There was even talk at one point, that the former midfielder could be the right fit for the England national team as Head Coach and, after Sam Allardyce’s ill-fated two weeks in charge, nothing would have surprised us.
With Pardew at the helm there would have been no dentist’s chair in Thailand during the build-up to a major tournament, more like dancing lessons for his players with David Seaman and his missus.
WILLIAM PRUNIER
The 1995-1996 season was a crazy one in the Premier League and even the greatest of them all, former Manchester United boss Sir Alex Ferguson wasn’t immune to making the odd blunder. In December 95 Fergie found most of his first-choice defenders in the treatment room so who did he turn to in time of crisis? None other than French superstar Eric Cantona who told his boss that he had a mate who could plug the gap.
Before the seagulls could get a chance to follow the trawler, into Old Trafford strolled William Prunier, who promptly went out and assisted in an Andy Cole goal against Queens Park Rangers. A few days later after Fergie’s annual birthday piss up on New Year’s Eve, Prunier was back in the starting XI to face Spurs at White Hart Lane where he helped his club get hammered 4-1.

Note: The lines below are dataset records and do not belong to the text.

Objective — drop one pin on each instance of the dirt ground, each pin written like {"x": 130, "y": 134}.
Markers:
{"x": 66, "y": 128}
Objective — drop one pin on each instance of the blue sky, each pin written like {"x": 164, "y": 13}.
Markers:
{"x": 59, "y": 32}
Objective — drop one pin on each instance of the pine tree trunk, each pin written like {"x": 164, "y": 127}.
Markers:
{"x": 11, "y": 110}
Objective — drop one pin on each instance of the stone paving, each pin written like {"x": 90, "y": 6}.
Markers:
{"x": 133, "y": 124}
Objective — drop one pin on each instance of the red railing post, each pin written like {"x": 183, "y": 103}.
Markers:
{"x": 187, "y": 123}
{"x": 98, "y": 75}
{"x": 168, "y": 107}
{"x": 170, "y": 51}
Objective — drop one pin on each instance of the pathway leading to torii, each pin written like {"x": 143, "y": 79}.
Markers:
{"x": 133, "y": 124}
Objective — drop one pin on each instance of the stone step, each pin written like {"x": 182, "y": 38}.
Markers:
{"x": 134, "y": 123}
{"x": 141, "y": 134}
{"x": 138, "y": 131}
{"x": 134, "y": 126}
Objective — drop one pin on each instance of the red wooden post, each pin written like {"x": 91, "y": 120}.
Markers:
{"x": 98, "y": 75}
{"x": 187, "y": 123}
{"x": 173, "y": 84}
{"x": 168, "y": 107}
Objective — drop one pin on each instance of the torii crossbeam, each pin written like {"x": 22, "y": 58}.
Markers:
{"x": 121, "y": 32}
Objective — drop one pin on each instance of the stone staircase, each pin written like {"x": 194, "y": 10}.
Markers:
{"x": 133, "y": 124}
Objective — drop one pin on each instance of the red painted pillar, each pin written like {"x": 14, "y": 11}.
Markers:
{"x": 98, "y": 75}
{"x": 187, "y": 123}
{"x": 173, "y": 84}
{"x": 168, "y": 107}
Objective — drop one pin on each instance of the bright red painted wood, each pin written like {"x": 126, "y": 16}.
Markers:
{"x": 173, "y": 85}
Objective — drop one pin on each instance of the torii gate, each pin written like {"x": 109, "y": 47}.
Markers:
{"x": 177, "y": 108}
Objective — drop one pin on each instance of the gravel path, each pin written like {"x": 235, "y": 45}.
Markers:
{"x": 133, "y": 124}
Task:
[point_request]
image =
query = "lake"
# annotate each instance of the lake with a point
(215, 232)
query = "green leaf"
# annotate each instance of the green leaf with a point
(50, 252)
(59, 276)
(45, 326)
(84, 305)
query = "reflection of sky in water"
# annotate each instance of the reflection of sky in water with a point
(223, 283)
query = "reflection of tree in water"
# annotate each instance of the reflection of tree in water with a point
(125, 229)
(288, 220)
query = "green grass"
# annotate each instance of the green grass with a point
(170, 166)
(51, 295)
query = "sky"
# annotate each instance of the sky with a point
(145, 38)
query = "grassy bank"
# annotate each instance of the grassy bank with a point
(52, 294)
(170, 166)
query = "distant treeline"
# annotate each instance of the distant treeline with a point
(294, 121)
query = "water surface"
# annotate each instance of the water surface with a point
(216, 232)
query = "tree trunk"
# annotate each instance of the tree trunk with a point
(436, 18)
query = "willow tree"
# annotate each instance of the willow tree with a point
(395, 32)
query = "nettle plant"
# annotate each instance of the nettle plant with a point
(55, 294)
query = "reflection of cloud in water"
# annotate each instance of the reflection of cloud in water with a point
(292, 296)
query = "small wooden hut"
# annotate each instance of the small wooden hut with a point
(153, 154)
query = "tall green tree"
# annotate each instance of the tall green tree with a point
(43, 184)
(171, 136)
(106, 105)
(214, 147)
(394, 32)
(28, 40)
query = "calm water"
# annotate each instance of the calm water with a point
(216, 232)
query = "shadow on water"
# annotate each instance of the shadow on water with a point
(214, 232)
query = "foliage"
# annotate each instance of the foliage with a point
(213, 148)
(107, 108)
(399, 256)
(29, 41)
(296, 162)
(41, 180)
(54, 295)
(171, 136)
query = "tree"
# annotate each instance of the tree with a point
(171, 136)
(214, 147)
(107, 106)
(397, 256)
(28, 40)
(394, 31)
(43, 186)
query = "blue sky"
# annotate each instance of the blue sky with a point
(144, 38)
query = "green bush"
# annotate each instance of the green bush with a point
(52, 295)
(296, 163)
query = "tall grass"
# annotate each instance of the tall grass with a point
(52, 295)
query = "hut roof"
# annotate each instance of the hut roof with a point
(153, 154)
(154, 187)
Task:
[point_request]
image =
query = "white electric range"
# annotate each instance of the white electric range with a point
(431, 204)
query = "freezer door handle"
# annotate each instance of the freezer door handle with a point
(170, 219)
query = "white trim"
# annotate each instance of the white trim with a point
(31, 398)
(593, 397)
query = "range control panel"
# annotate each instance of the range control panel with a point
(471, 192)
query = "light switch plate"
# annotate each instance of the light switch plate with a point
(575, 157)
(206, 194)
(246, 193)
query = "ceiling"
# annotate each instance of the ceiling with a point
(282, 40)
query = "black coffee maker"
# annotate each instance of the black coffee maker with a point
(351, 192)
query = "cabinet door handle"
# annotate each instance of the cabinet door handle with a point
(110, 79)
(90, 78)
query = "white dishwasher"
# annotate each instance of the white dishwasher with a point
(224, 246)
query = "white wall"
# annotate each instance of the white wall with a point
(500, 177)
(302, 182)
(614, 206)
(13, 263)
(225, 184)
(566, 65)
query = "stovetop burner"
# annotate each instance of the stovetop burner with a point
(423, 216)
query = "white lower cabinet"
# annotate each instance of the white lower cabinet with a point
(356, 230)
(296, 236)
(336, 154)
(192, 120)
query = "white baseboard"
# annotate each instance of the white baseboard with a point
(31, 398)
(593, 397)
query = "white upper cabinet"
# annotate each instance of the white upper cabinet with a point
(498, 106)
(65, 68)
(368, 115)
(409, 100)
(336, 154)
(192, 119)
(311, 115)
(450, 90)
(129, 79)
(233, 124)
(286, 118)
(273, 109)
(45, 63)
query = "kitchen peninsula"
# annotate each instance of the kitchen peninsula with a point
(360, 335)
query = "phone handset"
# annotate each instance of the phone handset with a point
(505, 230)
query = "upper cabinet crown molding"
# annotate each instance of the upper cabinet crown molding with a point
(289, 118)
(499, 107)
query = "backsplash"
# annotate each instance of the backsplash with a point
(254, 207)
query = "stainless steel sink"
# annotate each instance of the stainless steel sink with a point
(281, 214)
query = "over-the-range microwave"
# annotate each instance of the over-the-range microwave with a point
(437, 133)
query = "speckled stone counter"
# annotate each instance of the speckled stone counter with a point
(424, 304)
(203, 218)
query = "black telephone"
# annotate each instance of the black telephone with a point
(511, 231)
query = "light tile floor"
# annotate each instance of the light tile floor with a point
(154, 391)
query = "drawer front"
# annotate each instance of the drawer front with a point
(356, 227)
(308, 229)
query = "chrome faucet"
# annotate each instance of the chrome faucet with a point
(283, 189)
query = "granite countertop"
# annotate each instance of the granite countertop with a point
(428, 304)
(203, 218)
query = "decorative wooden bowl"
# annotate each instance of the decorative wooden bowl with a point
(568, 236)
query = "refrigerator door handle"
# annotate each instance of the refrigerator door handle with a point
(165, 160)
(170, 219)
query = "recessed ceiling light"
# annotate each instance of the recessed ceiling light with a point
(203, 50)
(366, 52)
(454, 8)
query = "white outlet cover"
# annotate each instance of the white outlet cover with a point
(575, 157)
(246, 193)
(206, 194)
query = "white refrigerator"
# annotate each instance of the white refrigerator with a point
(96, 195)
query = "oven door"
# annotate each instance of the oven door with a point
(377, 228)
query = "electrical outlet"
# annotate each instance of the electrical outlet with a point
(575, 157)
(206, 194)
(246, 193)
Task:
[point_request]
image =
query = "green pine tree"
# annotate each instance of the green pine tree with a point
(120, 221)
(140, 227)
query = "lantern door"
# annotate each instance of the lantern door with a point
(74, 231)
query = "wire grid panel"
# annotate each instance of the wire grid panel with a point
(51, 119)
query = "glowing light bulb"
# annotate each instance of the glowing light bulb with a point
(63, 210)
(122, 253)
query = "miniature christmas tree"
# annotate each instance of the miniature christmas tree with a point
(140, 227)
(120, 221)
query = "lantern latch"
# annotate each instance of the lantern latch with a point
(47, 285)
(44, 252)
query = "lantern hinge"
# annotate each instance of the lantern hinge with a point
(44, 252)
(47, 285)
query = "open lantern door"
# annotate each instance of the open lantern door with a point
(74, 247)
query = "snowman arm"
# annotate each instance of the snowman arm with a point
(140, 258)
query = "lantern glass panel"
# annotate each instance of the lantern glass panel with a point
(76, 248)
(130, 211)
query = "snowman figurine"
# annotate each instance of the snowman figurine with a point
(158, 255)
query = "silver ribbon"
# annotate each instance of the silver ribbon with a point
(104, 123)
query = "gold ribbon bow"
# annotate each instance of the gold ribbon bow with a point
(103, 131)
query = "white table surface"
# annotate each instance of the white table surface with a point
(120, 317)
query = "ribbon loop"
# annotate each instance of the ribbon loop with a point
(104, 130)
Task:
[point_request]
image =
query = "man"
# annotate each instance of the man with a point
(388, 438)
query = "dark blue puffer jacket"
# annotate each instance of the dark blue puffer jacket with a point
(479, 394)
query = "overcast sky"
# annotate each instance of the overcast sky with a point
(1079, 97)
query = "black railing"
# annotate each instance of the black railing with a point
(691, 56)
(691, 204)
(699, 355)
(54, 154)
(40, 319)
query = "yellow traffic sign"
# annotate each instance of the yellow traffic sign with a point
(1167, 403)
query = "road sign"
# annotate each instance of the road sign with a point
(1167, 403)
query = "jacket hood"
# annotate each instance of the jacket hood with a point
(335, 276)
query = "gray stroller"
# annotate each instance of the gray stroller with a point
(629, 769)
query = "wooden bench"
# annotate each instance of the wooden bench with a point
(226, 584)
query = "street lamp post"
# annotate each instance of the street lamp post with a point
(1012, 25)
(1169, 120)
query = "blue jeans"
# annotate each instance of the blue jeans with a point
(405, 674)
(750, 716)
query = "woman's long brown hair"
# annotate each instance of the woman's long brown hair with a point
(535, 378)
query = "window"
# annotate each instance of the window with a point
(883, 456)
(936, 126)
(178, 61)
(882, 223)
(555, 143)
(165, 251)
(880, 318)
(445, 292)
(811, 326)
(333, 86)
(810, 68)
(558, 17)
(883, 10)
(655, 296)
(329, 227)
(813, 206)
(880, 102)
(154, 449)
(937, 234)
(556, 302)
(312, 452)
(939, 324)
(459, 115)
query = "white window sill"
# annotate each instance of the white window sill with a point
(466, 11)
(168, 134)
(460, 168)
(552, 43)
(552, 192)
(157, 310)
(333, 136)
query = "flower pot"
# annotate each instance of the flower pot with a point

Once Sir Alex’ hangover eased up he realised the error of his ways and promptly sent Prunier off to Copenhagen. We feel, however, that his statue would look perfect on the forecourt at the Theatre of Dreams next to the Holy Trinity of Best, Law and Charlton.
DAVE BEASANT
AFC Wimbledon are looking forward to moving into their brand spanking new stadium very soon and what better way to celebrate a return to Plough Lane than by erecting a statue of cup final winning captain Dave Beasant at the new ground.
Big Dave’s heroics in the 1988 final against Liverpool, where he became the first goalkeeper to save a penalty in the final, was the stuff of dreams whereas missing a substantial part of the 93-94 season at Chelsea by dropping a jar of mayonnaise on his foot clearly wasn’t.
Many Blues fans reckon Beasant was the worst signing the club ever made and after the performances of Chris Sutton at Stamford Bridge, that’s criticism in the extreme.